Les combats ont entraîné des déplacements de population massifs dans les deux pays, les civils ayant fui les zones de combat. L’Éthiopie a expulsé 77 000 Érythréens ou Éthiopiens d’origine érythréenne considérés comme un risque pour la sécurité du pays, ce qui n’a fait qu’accentuer le problème des réfugiés en Érythrée. La plupart de ces expulsés virent leurs biens confisqués. Du côté érythréen, près de 7 500 Éthiopiens vivant en Érythrée ont été emprisonnés et des milliers ont été déportés. D’autres sont restés en Érythrée, étant incapables de payer les 1 000 Birr de taxe que l’Éthiopie imposait pour les reloger. Selon Human Rights Watch, les détenus des deux bords auraient subi des tortures, viols et autres traitements dégradants.
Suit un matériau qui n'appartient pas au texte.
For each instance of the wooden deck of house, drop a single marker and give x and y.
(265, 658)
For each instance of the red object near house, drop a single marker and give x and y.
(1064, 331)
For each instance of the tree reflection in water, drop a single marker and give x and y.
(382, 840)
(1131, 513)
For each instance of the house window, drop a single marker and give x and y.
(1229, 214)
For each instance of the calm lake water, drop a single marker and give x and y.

Les économies des deux pays étaient déjà faibles à la suite de décennies de guerre froide, de guerre civile et de sécheresse. La guerre a aggravé ces problèmes entraînant de vastes pénuries alimentaires. Avant la guerre, une grande partie du commerce de l’Érythrée se faisait avec l’Éthiopie, et une grande partie du commerce extérieur éthiopien reposait sur les routes et ports érythréens.
Cessation des hostilités
Le 18 juin 2000, les parties concluent un premier accord de paix global prévoyant en outre l’arbitrage obligatoire de leurs différends dans le cadre des accords d’Alger. Une « zone de sécurité temporaire » de 25 kilomètres de large est créée à l’intérieur de l’Érythrée, contrôlée par des patrouilles de la force de paix des Nations-Unies regroupant des soldats de 60 pays (Mission des Nations unies en Éthiopie et en Érythrée (MINUEE). Le 12 décembre 2000 un accord de paix est signé entre les deux pays.
Le 13 avril 2002, une Commission frontalière Érythrée-Éthiopie est créée conformément aux accords d’Alger en collaboration avec la Cour d’arbitrage international de La Haye. La décision de la Cour accorde des territoires à chaque partie, et Badme (où avait éclaté le conflit) est attribuée à l’Érythrée. Les deux pays ont promis d’accepter la décision dès que la décision a été rendue officielle, mais quelques mois plus tard, l’Éthiopie a demandé des clarifications, puis s’est déclarée très insatisfaite de la décision. En septembre 2003, l’Érythrée refuse la mise en place d’une nouvelle commission et demande à la communauté internationale de faire pression sur l’Éthiopie pour qu’elle accepte l’arbitrage de la Cour. En novembre 2004, l’Éthiopie accepte la décision « sur le principe ».
Le 10 décembre 2005, l’Éthiopie annonce qu’elle retire certaines de ses forces de la frontière érythréenne « dans l’intérêt de la paix ». Le 15 décembre les Nations Unies commencent à retirer les soldats de la paix de l’Érythrée à la suite d’une résolution des Nations unies adoptée la veille. Le 21 décembre 2005, une commission de la Cour d’arbitrage international de La Haye conclut que l’Érythrée avait violé les lois internationales lorsqu’elle a attaqué l’Éthiopie en 1998, déclenchant ainsi un conflit plus large.
L’Éthiopie et l’Érythrée ont par la suite remobilisé des troupes le long de la frontière et depuis 2006, il existe des craintes que les deux pays reprennent la guerre. Le 7 décembre 2005, l’Érythrée interdit les vols d’hélicoptères de l’ONU et ordonne aux troupes américaines, canadiennes, européennes et russes) de la MINUEE installées sur la frontière de la quitter dans les 10 jours, augmentant les craintes d’une reprise du conflit avec son voisin éthiopien. En novembre 2006, l’Éthiopie et l’Érythrée boycottent la réunion de la Commission frontalière Érythrée-Éthiopie à La Haye. L’Éthiopie n’était pas là, car elle considérait que la proposition de la Commission ne permettrait pas de matérialiser la démarcation physique et, de son côté, l’Érythrée justifiait son absence au motif que, même si elle soutenait les propositions de la Commission, elle voulait impérativement que la frontière soit marquée physiquement. Malgré les tensions persistantes et l’hostilité réciproque, la guerre n’a pas repris.